Hezbollah membership is only about 50,000 but is generally supported by the Shia minority in Lebanon, which is about 28 percent of the population. The rest of the Lebanese are largely Sunni or Christian with a number of other religious minorities. This religious mix, plus hundreds of thousands of Palestinian refugees, led to a 1975 civil war that ravaged the country until 1990. The peace deal that ended the war was more of a ceasefire than a true peace. Iran was resented for strongly backing Hezbollah. Israel was also criticized for backing Lebanese Christians in southern Lebanon and even invading Lebanon in 1982. Hezbollah was also resented for increasing Syrian influence in Lebanon. That is because Syria considers Lebanon a part of “Greater Syria” and illegally created by the European states that defeated Turkey in 1918 and reorganized the many Arab parts of the defunct Turkish Empire into independent states. This included Israel, which Hezbollah even went to war with in 2006. Hezbollah, and Lebanon, lost but that defeat was declared a victory because Israel did not invade. Hezbollah threatens another war, which only results in more attacks by Israel and miniscule Hezbollah success in destroying Israel.

What made Hezbollah particularly unpopular in the United States was a series of Hezbollah terror attacks against Americans in Lebanon during the last eight years of the Lebanese civil war. Most of these attacks were headline news in the United States and Europe. These attacks began in 1982 with the kidnapping of David Dodge, the president of the American University in Beirut. He was held for a year. In 1983 five American marines were wounded in hand grenade attack on Beirut International Airport. That was followed by a suicide truck bomb attack on the U.S. embassy that killed the CIA's Middle East Director and 83 others. In addition, 120 were wounded. That was followed by an attack on an American marine compound in Lebanon that left 241 Marines dead, and over a hundred wounded. The marines were there to try and quiet things down. In 1984 Malcolm Kerr, the new head of the American University of Beirut was killed by Hezbollah assassins. Later an American couple were kidnapped and held for 16 months. That was followed by a car bomb attack on the U.S. embassy that killed 80 (22 Americans) and wounded more than 200 (mostly Lebanese civilians). After that Hezbollah kidnapped, tortured and killed William Buckley, a diplomat at the U.S. embassy. Hezbollah also took credit for a bombing in Spain that hit a restaurant outside an American air base that killed 18 Americans and wounded 83. Later in the year, there was another bombing of the U.S. embassy in Lebanon that killed two Americans and wounded 21. That attack also killed 23 Lebanese and wounded over fifty. In 1985 an American journalist was kidnapped in Lebanon and held for six years. In 1986 Hezbollah kidnapped another head of the American University and held him for 44 months. Two other Americans were kidnapped and held for five years. In 1988 an American marine officer, working for the UN, was kidnapped and killed by Hezbollah. At the end of the year, Hezbollah bombed the American University in Beirut, killing 1 and wounding 12.
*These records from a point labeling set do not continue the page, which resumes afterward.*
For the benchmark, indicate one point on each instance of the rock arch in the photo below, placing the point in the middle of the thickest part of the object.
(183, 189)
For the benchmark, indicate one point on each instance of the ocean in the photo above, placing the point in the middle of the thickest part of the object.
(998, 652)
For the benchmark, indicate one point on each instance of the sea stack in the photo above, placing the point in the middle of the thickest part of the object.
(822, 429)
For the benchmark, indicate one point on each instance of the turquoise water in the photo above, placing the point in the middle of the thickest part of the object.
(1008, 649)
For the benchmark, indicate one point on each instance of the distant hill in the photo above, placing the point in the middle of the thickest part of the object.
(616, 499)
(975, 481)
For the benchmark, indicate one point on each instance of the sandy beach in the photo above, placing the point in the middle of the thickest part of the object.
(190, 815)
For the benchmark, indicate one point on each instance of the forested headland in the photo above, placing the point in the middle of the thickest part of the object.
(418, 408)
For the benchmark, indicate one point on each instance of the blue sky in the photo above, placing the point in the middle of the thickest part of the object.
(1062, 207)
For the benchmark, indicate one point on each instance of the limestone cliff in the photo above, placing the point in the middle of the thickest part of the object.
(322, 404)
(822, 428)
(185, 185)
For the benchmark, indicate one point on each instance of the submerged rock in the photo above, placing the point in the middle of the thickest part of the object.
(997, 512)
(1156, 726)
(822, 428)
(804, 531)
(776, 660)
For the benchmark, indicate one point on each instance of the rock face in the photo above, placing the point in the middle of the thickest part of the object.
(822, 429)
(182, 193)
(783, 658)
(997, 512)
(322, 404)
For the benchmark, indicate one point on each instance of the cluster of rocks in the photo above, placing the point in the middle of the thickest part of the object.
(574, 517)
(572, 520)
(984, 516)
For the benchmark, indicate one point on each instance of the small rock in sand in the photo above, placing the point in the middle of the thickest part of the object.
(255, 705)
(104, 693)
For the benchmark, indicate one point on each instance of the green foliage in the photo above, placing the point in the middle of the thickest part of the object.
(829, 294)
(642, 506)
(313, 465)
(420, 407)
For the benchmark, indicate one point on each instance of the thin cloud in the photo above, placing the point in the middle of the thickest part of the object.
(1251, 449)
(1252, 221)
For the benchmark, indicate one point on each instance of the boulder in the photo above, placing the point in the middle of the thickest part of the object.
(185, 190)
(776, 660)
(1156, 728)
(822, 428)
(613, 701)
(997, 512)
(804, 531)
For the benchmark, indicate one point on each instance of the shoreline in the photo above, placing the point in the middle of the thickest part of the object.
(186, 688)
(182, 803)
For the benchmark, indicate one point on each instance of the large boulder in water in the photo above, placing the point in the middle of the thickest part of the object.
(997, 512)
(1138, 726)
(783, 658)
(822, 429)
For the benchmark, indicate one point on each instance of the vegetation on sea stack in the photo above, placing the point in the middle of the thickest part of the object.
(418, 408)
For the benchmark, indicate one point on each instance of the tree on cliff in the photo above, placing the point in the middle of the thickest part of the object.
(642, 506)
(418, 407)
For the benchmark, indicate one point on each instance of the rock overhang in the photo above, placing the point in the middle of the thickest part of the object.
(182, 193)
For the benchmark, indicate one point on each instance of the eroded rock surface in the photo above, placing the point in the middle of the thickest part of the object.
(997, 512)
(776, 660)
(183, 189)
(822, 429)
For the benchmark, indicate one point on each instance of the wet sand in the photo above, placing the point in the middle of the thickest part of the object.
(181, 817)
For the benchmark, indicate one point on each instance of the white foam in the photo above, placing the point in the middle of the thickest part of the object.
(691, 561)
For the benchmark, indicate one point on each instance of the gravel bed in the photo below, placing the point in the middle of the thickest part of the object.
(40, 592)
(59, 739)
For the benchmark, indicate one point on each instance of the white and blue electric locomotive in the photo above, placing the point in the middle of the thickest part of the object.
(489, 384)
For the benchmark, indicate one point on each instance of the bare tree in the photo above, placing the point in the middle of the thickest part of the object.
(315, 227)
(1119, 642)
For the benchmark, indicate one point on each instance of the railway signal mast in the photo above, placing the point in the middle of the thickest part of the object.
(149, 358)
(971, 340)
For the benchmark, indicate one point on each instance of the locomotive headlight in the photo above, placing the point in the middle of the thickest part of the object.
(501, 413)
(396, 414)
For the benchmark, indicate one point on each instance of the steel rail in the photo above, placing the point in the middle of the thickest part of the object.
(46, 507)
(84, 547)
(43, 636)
This Hezbollah mayhem ended with the signing of a peace deal in 1990 to end the civil war. Hezbollah used the more peaceful environment to concentrate on helping the Shia Lebanese recover from the 15 years of fighting. This was largely financed by Iran which, at that time, was also supporting the Assad dictatorship. The Syrian connection was a side-effect of the 1980s war between Iraq and Iran. Syria, a Sunni majority state ruled by a Shia minority, believed it was best to openly side with Iran and that alliance continues into the 21st century. Since 2012 the Syria support has cost Iran a lot more than the Hezbollah subsidies and with the sanctions and lower oil prices, it was all more than Iran could afford. Something had to go and Hezbollah took the hit and now has to scramble to reorganize its financial and logistical arrangements. One beneficiary of all this is Israel, who is less likely to suffer another Hezbollah rocket attack, and the non-Shia majority in Lebanon who finds a growing threat (to Lebanese independence) suddenly diminished and getting weaker.